Findings  Seventy-eight studies (n  = 8930 participants) were included: 67 randomized clinical trials (RCTs) and 11 nonrandomized studies. Evidence from 35 RCTs at low risk of bias indicated that ginger, vitamin B6, antihistamines, metoclopramide (for mild symptoms), pyridoxine-doxylamine, and ondansetron (for moderate symptoms) were associated with improved symptoms compared with placebo. One RCT (n = 86) reported greater improvements in moderate symptoms following psychotherapy (change in Rhodes score [range, 0 {no symptoms} to 40 {worst possible symptoms}], 18.76 [SD, 5.48] to 7.06 [SD, 5.79] for intervention vs 19.18 [SD, 5.63] to 12.81 [SD, 6.88] for comparator [P < .001]). For moderate-severe symptoms, 1 RCT (n = 60) suggested that pyridoxine-doxylamine combination taken preemptively reduced risk of recurrence of moderate-severe symptoms compared with treatment once symptoms begin (15.4% vs 39.1% [P < .04]). One RCT (n = 83) found that ondansetron was associated with lower nausea scores on day 4 than metoclopramide (mean visual analog scale [VAS] score, 4.1 [SD, 2.9] for ondansetron vs 5.7 [SD, 2.3] for metoclopramide [P = .023]) but not episodes of emesis (5.0 [SD, 3.1] vs 3.3 [SD, 3], respectively [P = .013]). Although there was no difference in trend in nausea scores over the 14-day study period, trend in vomiting scores was better in the ondansetron group (P = .042). One RCT (n = 159) found no difference between metoclopramide and promethazine after 24 hours (episodes of vomiting, 1 [IQR, 0-5] for metoclopramide vs 2 [IQR, 0-3] for promethazine [P = .81], VAS [0-10 scale] for nausea, 2 [IQR, 1-5] vs 2 [IQR, 1-4], respectively [P = .99]). Three RCTs compared corticosteroids with placebo or promethazine or metoclopramide in women with severe symptoms. Improvements were seen in all corticosteroid groups, but only a significant difference between corticosteroids vs metoclopramide was reported (emesis reduction, 40.9% vs 16.5% at day 2; 71.6% vs 51.2% at day 3; 95.8% vs 76.6% at day 7 [n = 40, P < .001]). For other interventions, evidence was limited.

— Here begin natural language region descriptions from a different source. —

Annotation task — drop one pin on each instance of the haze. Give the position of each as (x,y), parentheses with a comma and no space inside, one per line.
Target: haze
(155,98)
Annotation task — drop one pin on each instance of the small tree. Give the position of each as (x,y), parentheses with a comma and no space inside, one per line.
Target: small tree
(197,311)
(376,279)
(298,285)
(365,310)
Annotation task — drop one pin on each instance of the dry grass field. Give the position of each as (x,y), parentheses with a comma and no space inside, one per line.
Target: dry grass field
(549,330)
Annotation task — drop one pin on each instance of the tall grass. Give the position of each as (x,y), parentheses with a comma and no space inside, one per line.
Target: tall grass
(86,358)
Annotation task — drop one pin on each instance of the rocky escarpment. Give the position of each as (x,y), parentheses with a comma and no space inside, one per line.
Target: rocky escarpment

Conclusions and Relevance  For mild symptoms of nausea and emesis of pregnancy, ginger, pyridoxine, antihistamines, and metoclopramide were associated with greater benefit than placebo. For moderate symptoms, pyridoxine-doxylamine, promethazine, and metoclopramide were associated with greater benefit than placebo. Ondansetron was associated with improvement for a range of symptom severity. Corticosteroids may be associated with benefit in severe cases. Overall the quality of evidence was low.